Use DAG: I can't use a changes rule to only include sub-projects if they need to be built/deployed. So jobB must wait until jobA finishes, even if jobA has no need to run.
or
Use DAG: I have to script out a git check of my own, but the container/job still needs to spin up and clone the repo just to do a git check to see if it should run or not.
or
Don't use DAG: Use a changes rule, but arrange the jobs into different stages where those without dependencies or are the last dependencies in their line are in the last deployment stage. Here jobC that isn't actually dependent on jobA still has to wait for jobA to finish if it were included in the pipeline
Lack a way to make a dependency optional makes rules often useless for all except the last job in the pipeline.
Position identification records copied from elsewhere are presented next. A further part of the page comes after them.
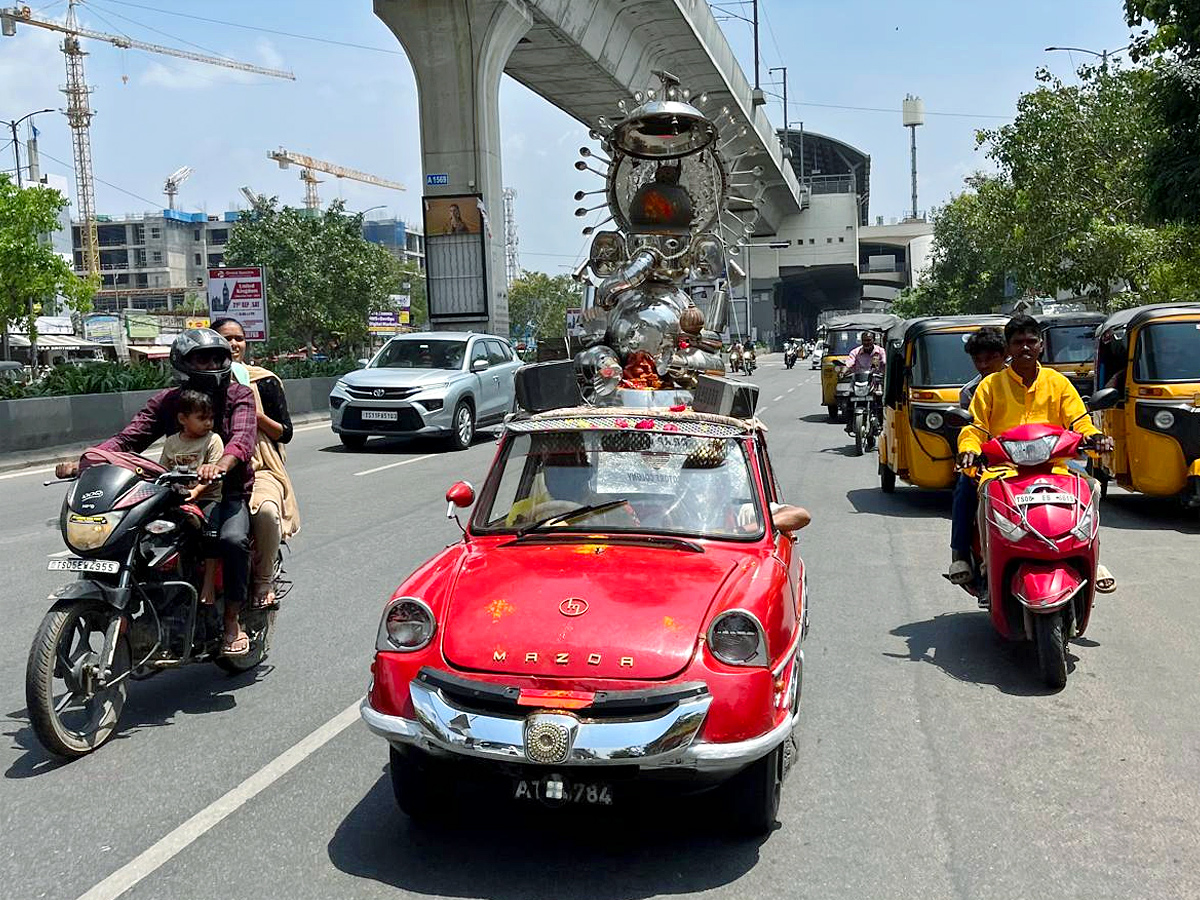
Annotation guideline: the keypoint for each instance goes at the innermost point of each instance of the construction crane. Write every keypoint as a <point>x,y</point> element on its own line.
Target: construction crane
<point>310,167</point>
<point>173,181</point>
<point>78,111</point>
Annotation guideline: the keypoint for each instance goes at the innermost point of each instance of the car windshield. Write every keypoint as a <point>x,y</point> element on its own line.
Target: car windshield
<point>414,353</point>
<point>942,361</point>
<point>671,484</point>
<point>1169,352</point>
<point>1069,343</point>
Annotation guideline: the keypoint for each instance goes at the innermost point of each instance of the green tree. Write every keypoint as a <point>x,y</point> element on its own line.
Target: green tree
<point>30,271</point>
<point>323,277</point>
<point>538,304</point>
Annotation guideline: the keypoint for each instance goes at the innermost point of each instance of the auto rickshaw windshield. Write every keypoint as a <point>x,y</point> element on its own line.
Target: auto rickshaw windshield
<point>1168,352</point>
<point>1069,343</point>
<point>940,360</point>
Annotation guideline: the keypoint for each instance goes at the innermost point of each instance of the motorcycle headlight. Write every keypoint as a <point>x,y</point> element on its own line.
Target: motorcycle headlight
<point>84,533</point>
<point>407,625</point>
<point>737,639</point>
<point>1164,419</point>
<point>1031,453</point>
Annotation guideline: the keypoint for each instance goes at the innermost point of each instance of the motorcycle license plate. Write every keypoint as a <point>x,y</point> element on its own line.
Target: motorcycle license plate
<point>1044,497</point>
<point>73,564</point>
<point>558,791</point>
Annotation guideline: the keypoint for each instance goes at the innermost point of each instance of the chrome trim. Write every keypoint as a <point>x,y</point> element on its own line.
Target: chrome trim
<point>759,659</point>
<point>666,742</point>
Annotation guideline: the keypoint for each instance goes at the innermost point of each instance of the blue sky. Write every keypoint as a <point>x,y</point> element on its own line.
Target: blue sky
<point>358,107</point>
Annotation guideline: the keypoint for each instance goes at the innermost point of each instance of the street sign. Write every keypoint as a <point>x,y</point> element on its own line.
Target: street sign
<point>240,294</point>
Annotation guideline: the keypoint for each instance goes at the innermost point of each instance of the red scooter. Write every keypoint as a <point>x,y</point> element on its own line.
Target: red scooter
<point>1037,543</point>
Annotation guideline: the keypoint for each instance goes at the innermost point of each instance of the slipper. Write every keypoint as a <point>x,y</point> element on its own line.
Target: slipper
<point>238,646</point>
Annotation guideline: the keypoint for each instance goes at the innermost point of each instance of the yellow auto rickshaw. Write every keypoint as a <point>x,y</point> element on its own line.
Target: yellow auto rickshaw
<point>1068,345</point>
<point>925,372</point>
<point>1151,355</point>
<point>840,335</point>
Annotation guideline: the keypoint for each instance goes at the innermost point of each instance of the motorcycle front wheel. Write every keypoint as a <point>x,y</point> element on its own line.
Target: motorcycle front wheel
<point>70,711</point>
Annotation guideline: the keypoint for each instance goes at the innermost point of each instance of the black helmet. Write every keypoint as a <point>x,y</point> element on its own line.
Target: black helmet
<point>192,341</point>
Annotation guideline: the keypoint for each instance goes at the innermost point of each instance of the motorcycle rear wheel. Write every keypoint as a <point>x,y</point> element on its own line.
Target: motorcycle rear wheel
<point>1050,631</point>
<point>67,715</point>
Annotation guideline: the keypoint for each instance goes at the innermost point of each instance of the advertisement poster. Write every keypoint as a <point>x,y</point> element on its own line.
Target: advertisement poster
<point>240,294</point>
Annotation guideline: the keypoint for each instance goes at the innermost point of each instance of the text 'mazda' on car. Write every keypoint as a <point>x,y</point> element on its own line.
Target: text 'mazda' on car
<point>621,613</point>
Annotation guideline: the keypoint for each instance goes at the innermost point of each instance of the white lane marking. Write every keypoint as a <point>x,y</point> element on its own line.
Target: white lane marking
<point>27,472</point>
<point>171,845</point>
<point>394,465</point>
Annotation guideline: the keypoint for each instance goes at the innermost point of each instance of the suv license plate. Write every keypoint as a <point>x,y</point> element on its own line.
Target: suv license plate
<point>73,564</point>
<point>558,791</point>
<point>1044,497</point>
<point>379,415</point>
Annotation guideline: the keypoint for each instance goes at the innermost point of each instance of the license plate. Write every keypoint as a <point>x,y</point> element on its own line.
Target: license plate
<point>558,791</point>
<point>1044,497</point>
<point>105,567</point>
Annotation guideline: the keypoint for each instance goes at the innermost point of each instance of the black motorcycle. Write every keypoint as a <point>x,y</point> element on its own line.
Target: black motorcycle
<point>139,549</point>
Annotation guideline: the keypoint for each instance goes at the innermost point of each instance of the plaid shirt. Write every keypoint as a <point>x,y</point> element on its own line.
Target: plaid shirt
<point>238,429</point>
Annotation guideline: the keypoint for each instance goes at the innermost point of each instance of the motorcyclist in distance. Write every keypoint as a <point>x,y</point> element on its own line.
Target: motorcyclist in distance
<point>203,361</point>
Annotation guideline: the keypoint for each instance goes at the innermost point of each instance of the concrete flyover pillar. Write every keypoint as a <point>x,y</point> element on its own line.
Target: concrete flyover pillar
<point>459,49</point>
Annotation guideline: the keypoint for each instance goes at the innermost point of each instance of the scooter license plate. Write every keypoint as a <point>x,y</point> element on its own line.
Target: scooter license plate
<point>73,564</point>
<point>1044,497</point>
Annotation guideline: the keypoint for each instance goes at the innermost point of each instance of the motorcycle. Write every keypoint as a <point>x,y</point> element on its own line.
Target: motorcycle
<point>1037,541</point>
<point>138,547</point>
<point>865,409</point>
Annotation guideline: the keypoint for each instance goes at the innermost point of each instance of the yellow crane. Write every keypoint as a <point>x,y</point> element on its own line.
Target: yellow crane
<point>78,111</point>
<point>310,166</point>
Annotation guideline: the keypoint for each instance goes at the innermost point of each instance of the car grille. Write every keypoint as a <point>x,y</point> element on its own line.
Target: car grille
<point>408,420</point>
<point>382,393</point>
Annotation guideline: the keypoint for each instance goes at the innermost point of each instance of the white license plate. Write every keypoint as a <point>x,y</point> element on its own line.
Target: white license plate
<point>559,791</point>
<point>1044,497</point>
<point>105,567</point>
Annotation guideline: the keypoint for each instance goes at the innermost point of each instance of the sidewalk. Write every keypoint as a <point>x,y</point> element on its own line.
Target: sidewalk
<point>51,455</point>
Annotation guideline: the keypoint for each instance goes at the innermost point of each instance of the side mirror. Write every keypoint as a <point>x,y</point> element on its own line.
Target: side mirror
<point>1103,399</point>
<point>460,496</point>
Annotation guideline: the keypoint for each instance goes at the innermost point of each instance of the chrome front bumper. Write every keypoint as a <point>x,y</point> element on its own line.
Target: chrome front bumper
<point>660,742</point>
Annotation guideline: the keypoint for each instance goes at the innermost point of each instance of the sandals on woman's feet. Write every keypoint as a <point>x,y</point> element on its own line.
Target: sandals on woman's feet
<point>238,647</point>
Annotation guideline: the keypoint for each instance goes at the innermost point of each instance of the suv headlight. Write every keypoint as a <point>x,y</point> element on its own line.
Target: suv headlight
<point>407,625</point>
<point>736,637</point>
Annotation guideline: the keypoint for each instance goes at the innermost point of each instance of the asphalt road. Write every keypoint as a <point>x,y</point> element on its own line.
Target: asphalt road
<point>930,761</point>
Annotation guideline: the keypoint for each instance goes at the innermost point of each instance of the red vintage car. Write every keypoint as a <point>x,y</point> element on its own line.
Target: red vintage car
<point>621,611</point>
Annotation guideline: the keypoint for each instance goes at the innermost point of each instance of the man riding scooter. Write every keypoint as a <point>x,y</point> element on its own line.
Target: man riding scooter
<point>203,361</point>
<point>1021,393</point>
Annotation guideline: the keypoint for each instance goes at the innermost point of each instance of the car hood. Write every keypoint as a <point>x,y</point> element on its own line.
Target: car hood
<point>516,610</point>
<point>399,377</point>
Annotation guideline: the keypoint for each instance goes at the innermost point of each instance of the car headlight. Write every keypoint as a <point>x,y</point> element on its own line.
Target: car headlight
<point>84,533</point>
<point>407,625</point>
<point>1164,419</point>
<point>737,639</point>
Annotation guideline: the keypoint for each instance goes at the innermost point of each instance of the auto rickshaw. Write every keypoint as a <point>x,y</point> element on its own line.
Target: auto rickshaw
<point>925,372</point>
<point>841,336</point>
<point>1151,354</point>
<point>1069,346</point>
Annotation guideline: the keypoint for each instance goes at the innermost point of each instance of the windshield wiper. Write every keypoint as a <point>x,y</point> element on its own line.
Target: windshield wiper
<point>568,516</point>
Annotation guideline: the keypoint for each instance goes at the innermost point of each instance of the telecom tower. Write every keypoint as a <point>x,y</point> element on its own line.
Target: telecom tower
<point>913,115</point>
<point>511,243</point>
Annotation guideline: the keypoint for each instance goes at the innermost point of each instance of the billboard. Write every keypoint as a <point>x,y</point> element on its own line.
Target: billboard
<point>455,257</point>
<point>240,293</point>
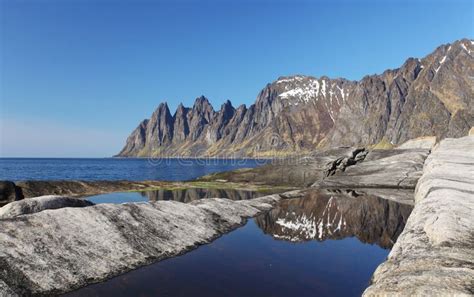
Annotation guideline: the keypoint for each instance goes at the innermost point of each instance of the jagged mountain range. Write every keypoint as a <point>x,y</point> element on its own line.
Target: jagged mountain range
<point>297,114</point>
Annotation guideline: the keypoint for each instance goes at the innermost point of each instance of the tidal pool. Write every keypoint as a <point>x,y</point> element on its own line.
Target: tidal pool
<point>320,244</point>
<point>181,195</point>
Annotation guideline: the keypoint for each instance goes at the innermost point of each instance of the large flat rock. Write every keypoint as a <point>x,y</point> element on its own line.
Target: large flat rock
<point>434,255</point>
<point>398,168</point>
<point>57,250</point>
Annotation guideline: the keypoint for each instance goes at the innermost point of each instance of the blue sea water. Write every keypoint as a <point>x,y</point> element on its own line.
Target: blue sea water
<point>17,169</point>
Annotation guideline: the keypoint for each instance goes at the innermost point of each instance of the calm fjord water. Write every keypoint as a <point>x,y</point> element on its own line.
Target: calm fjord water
<point>17,169</point>
<point>321,244</point>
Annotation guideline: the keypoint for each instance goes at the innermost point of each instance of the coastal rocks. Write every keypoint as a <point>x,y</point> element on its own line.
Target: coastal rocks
<point>426,143</point>
<point>9,192</point>
<point>297,171</point>
<point>55,251</point>
<point>434,255</point>
<point>340,164</point>
<point>381,169</point>
<point>37,204</point>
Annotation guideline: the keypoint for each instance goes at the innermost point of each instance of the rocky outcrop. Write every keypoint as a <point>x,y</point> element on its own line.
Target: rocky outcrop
<point>55,251</point>
<point>298,171</point>
<point>381,169</point>
<point>191,194</point>
<point>432,96</point>
<point>434,255</point>
<point>9,192</point>
<point>37,204</point>
<point>321,215</point>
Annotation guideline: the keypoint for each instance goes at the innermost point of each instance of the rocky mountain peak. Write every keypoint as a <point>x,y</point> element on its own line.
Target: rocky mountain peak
<point>428,96</point>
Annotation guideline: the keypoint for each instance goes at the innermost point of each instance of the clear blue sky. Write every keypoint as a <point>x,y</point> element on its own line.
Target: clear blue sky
<point>78,76</point>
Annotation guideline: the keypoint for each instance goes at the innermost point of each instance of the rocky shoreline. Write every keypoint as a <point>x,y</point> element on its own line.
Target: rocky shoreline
<point>51,245</point>
<point>434,255</point>
<point>55,251</point>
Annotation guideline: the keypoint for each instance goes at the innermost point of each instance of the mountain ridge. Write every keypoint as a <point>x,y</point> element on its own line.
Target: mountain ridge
<point>299,113</point>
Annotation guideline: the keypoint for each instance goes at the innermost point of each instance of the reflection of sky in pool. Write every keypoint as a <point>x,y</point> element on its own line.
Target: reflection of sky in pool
<point>182,195</point>
<point>246,262</point>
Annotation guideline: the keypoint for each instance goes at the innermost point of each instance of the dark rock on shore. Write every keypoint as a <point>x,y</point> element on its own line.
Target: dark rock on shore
<point>381,169</point>
<point>434,255</point>
<point>9,192</point>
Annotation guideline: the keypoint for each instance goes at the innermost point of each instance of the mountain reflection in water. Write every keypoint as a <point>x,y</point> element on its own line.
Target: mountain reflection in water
<point>322,214</point>
<point>310,244</point>
<point>181,195</point>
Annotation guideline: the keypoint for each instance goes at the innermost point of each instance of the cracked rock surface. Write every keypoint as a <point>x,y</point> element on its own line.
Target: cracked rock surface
<point>434,255</point>
<point>58,250</point>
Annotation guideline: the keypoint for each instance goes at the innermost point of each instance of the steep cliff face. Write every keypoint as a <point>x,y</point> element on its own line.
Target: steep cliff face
<point>431,96</point>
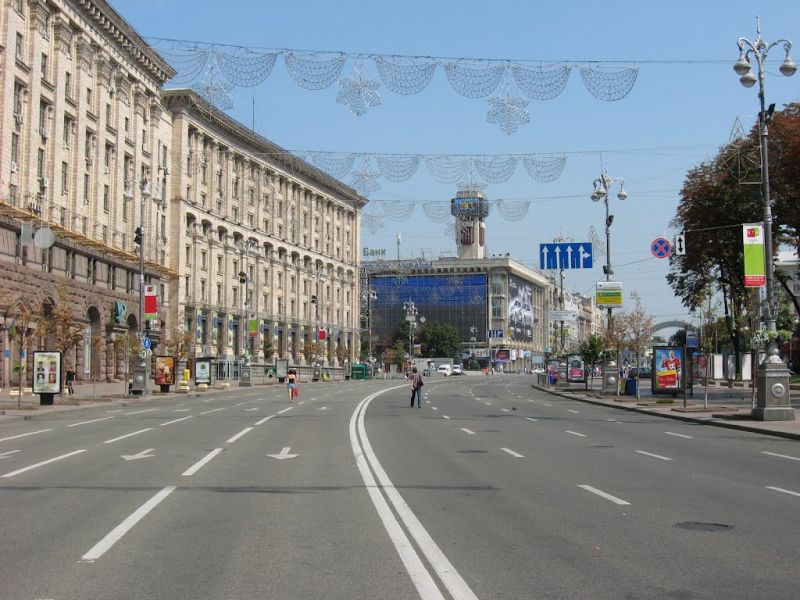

I have to put the condition into the script instead (so the job is always run, even if it does nothing) or the pipeline won't even start.
I have a very similar use case as @jacek_axeos I got a pipeline that are all deploy.
stage3 will need to be deployed if (stage2 ran) OR (specific file changes).
First I tried to have a global var that was set in stage2 but jobs are independent of each other that stage 3 rules don't see this.
I then thought of this (optional dependency), having stage 2 as optional so if it exist, stage 3 would run.
Will this feature help me on what I'm doing?
Additional feedback from an Ultimate customer interested in this feature:
We plan to deploy to multiple regional environments (say, europe-west1->4), where a region may be optional depending on the application (using rules). After the regional deployments, we then want to run migrations in a separate stage.
Using the DAG, we would define our needs to be all the regional environments but set as optional, so if a region is disabled the DAG will still work as intended (right now if a region is disabled the job is no longer run per its rule, and the DAG fails because the job does not exist in that pipeline context).
@dhershkovitch I see this is a candidate for 13.10. Is this still the plan? Thanks in advance for your feedback!
I think the bot needs an update of the tiers. That said, please keep that in Core. I do not think that pipeline definitions that work on one instance should break on another one, nor the testing for that feature will be fun if it behaves differently.
Thanks for the heads up @furkanayhan - although we should probably have @dhershkovitch decide on the proper syntactical keyword. It sounds like more of a naming preference when that suggestion comes out of an MR.
@furkanayhan@cheryl.li I've added my comment on the discussion, i believe we should proceed with the current planning and not introduce any last minute changes
This script defines some expensive jobs (build-image + build-sdk) which run only in special situations. I want to skip deploy silently unless images + sdk has been built.
Hi guys, can we please update the documentation on the Gitlab portal, version 13.9 it appears does not support optional
build changelog:stage:changelogextends:[.build-changelog,.only-release]needs:-job:versionoptional:false-job:build and test jdk8optional:true-job:build and test jdk11optional:true
Error: This GitLab CI configuration is invalid: jobs:build changelog:needs:need config contains unknown keys: optional.